Les choix paresseux des festivals suisses
Les responsables de festivals ont une carte à jouer, voire même le devoir d’inverser la vapeur
La saison des festivals en plein air commence et, avec elle, son lot de contrariétés: les râleurs qui conspuent telle programmation, les dilemmes face à l’abondance de l’offre, la difficulté de trouver des billets… et des musiciennes, aussi.
Cette année encore, elles se font en effet discrètes sur les affiches des grands rendez-vous de l’été. Moins de femmes que d’hommes sur les scènes, le phénomène n’est pas nouveau, mais il n’avait jusqu’ici suscité que peu de commentaires. C’était compter sans l’ouragan #MeToo. En février dernier, 45 festivals signaient ainsi l’initiative Keychange, s’engageant à atteindre la parité hommes-femmes, sur scène comme dans les coulisses, d’ici à 2022.
Depuis, la liste des signataires a doublé. Mais les plus grands rendez-vous manquent encore à l’appel.
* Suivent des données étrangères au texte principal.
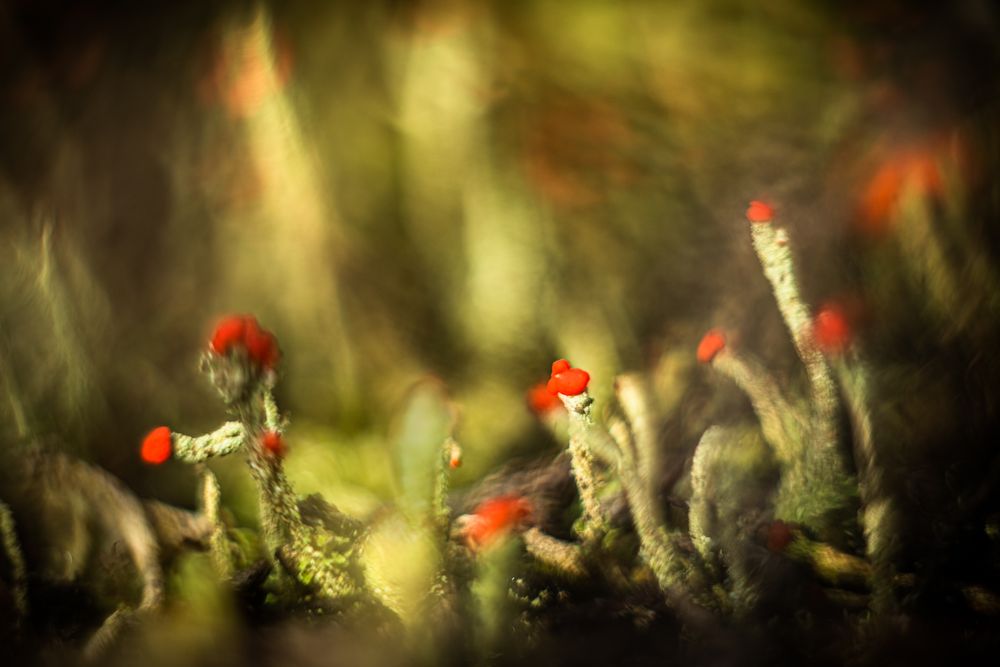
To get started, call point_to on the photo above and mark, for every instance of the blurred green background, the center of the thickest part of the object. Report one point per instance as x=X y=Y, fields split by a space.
x=462 y=189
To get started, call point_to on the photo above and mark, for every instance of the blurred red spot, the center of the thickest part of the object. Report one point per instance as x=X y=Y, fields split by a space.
x=758 y=211
x=910 y=167
x=711 y=344
x=156 y=446
x=832 y=329
x=245 y=74
x=567 y=380
x=244 y=331
x=454 y=456
x=494 y=518
x=274 y=444
x=779 y=536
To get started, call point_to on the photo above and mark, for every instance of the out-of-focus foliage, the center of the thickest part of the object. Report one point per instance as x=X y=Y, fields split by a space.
x=469 y=190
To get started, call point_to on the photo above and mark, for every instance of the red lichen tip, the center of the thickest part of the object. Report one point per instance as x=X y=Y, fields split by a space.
x=245 y=332
x=567 y=380
x=229 y=332
x=157 y=446
x=831 y=329
x=454 y=456
x=494 y=518
x=759 y=212
x=541 y=401
x=711 y=344
x=274 y=444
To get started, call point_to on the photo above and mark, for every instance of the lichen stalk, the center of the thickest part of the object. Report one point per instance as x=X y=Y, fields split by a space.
x=561 y=556
x=658 y=547
x=12 y=549
x=633 y=396
x=218 y=543
x=878 y=514
x=773 y=249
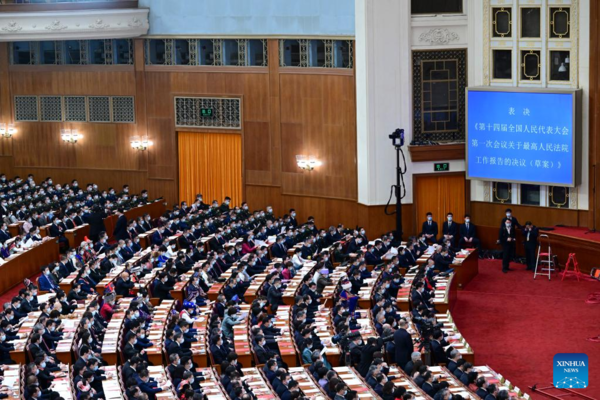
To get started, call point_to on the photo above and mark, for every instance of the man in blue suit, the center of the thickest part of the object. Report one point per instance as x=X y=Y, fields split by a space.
x=46 y=282
x=468 y=234
x=147 y=385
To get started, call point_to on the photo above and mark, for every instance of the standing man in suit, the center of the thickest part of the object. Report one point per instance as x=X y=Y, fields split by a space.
x=531 y=234
x=468 y=234
x=510 y=218
x=120 y=232
x=430 y=229
x=403 y=343
x=449 y=230
x=507 y=240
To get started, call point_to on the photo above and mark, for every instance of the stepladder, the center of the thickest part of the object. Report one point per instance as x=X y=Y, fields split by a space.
x=544 y=264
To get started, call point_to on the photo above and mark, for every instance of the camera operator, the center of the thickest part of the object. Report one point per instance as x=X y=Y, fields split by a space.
x=403 y=343
x=437 y=347
x=373 y=345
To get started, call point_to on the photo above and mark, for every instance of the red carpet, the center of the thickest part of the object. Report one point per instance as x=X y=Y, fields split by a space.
x=577 y=232
x=516 y=325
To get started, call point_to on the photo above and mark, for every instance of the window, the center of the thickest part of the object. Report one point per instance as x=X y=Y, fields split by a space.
x=50 y=53
x=123 y=108
x=436 y=6
x=439 y=81
x=23 y=53
x=123 y=51
x=530 y=22
x=75 y=108
x=257 y=53
x=51 y=108
x=26 y=108
x=501 y=192
x=558 y=197
x=530 y=195
x=502 y=64
x=99 y=108
x=208 y=112
x=502 y=22
x=560 y=22
x=531 y=65
x=559 y=66
x=73 y=52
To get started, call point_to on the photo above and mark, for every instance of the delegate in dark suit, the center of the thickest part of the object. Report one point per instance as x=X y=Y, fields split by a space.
x=530 y=233
x=468 y=236
x=430 y=228
x=404 y=347
x=450 y=228
x=507 y=240
x=120 y=231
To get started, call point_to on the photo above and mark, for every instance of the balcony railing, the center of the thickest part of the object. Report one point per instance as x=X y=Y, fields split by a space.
x=49 y=5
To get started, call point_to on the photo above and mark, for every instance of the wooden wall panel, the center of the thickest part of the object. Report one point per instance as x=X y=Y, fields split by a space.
x=284 y=114
x=490 y=214
x=256 y=146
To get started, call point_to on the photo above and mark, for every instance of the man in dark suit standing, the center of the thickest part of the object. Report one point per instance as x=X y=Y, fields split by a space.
x=120 y=231
x=403 y=343
x=507 y=240
x=449 y=230
x=510 y=218
x=531 y=234
x=430 y=229
x=468 y=234
x=96 y=221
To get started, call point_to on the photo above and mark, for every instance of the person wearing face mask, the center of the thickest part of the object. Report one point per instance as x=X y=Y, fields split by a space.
x=468 y=234
x=449 y=230
x=96 y=222
x=430 y=228
x=225 y=205
x=513 y=220
x=76 y=294
x=507 y=238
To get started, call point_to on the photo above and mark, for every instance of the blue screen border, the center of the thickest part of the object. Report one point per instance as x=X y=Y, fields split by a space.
x=576 y=128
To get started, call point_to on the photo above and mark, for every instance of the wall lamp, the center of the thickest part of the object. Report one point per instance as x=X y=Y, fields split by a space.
x=141 y=144
x=7 y=130
x=70 y=135
x=307 y=163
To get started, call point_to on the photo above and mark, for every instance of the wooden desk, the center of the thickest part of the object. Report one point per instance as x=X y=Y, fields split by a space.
x=455 y=386
x=110 y=385
x=156 y=333
x=77 y=235
x=26 y=264
x=455 y=338
x=286 y=345
x=355 y=381
x=466 y=270
x=501 y=382
x=154 y=209
x=402 y=380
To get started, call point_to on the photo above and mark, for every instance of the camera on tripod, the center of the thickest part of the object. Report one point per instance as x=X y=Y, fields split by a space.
x=397 y=137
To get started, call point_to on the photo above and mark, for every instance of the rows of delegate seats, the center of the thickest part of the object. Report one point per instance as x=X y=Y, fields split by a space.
x=283 y=316
x=61 y=348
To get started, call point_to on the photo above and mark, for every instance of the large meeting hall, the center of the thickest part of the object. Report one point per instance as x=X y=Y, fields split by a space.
x=299 y=199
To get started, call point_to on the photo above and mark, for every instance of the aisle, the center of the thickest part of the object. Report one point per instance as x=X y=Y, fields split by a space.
x=516 y=325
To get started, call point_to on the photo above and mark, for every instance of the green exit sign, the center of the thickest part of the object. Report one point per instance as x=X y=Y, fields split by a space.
x=441 y=167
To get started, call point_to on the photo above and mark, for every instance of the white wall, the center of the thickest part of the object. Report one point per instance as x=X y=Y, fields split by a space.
x=385 y=37
x=251 y=17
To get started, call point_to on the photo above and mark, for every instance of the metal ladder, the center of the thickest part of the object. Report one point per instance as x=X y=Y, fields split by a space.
x=544 y=262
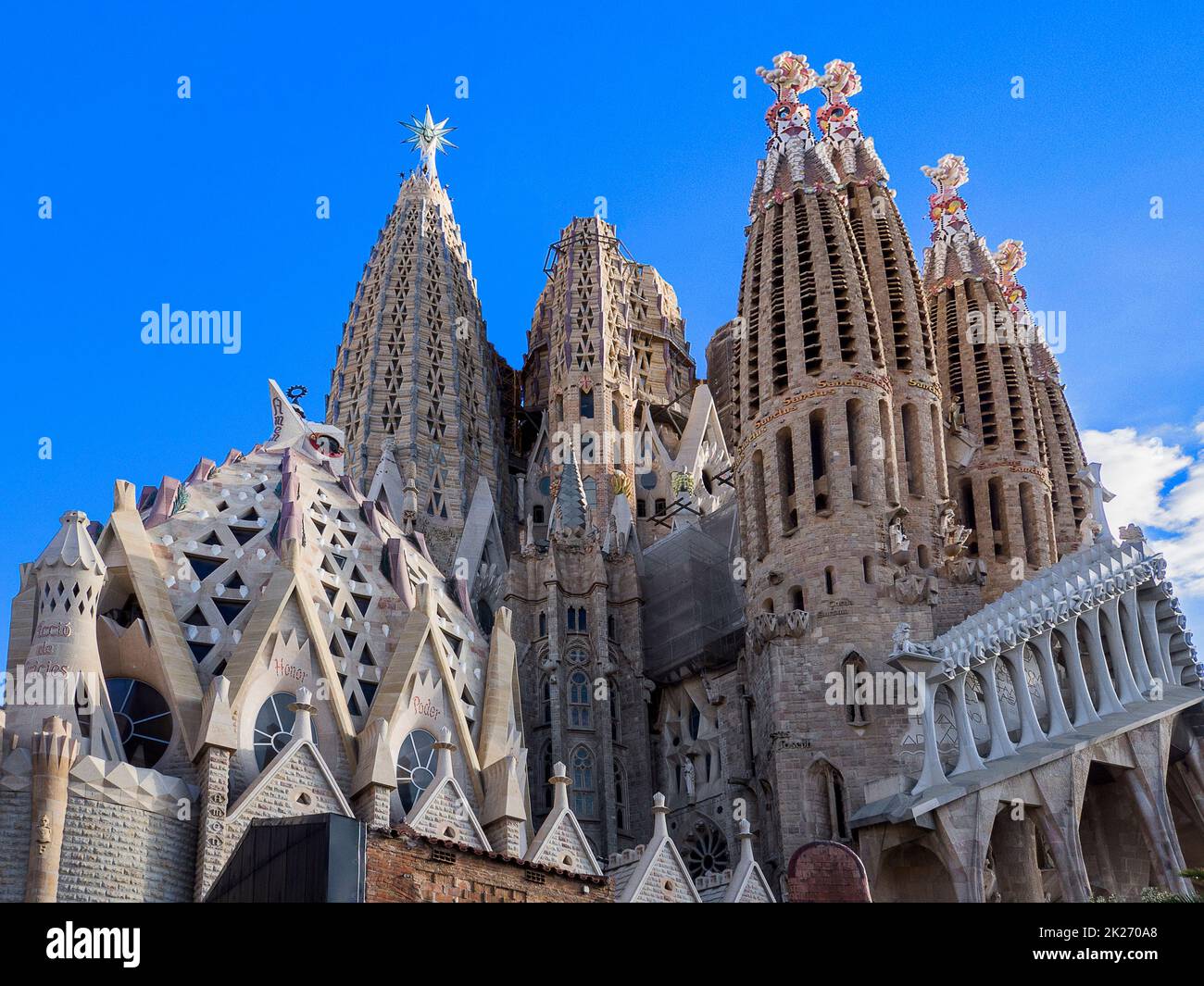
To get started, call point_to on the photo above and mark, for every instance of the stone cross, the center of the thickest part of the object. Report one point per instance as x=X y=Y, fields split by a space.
x=1099 y=496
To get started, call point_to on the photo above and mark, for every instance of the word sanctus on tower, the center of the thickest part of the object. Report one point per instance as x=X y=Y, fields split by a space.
x=596 y=630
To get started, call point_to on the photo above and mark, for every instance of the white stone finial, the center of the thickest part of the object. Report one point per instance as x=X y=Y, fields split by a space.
x=658 y=813
x=429 y=137
x=1099 y=496
x=302 y=725
x=445 y=745
x=558 y=781
x=746 y=837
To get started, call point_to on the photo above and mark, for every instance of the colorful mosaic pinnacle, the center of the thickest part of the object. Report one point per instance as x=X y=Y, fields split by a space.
x=789 y=77
x=947 y=208
x=541 y=631
x=837 y=119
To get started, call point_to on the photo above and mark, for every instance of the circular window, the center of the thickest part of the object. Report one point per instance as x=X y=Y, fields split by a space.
x=416 y=767
x=273 y=728
x=144 y=720
x=706 y=852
Tout comme les festivals suisses, qui semblent faire la sourde oreille. Certes, le Cully Jazz proposait, le mois dernier, une affiche et des ateliers faisant la part belle aux femmes. Mais ces efforts sont encore insuffisants. En témoigne ce simple calcul: au festival de Montreux, sur les 112 concerts annoncés de la programmation payante, 79 groupes ne comptent pas de femmes (ou alors des choristes ponctuelles) dans leurs formations. Au Caribana, la proportion est de 13 sur 49, et au Paléo, on trouve un rapport de 29 sur 95. A Nyon, on retrouvera Vianney, invité pour la troisième fois consécutive. Un choix paresseux alors même que le vivier de talents féminins semble plus vaste que jamais.
La faute aux contraintes des dates de tournées et aux obligations de remplissage, avancent certains programmateurs en soulignant que les plus grandes stars sont majoritairement masculines. Tout le monde s’accorde en tout cas sur le fait que les femmes sont moins nombreuses que leurs homologues masculins, notamment dans les domaines du rock et de l’électro. C’est vrai: dominée par les hommes, qui en occupent les postes clés, l’industrie musicale a encore trop tendance à paver la voie aux artistes masculins, là où les femmes doivent donner bien plus de voix pour être seulement prises en considération.
C’est là que les responsables de festivals ont une carte à jouer, voire même le devoir d’inverser la vapeur. Car ces grands rassemblements estivaux sont loin d’être anodins: ils représentent, pour les musiciennes en devenir, un espace de visibilité, un tremplin pour lancer une carrière, toucher de nouveaux publics, réseauter. En pariant davantage sur les femmes, quitte à prendre des risques, les festivals donneraient un signal clair. Mais ils ne sont finalement que le dernier maillon d’une longue chaîne, la partie visible de l’iceberg. C’est à tous les échelons de l’industrie musicale qu’une réflexion doit être menée.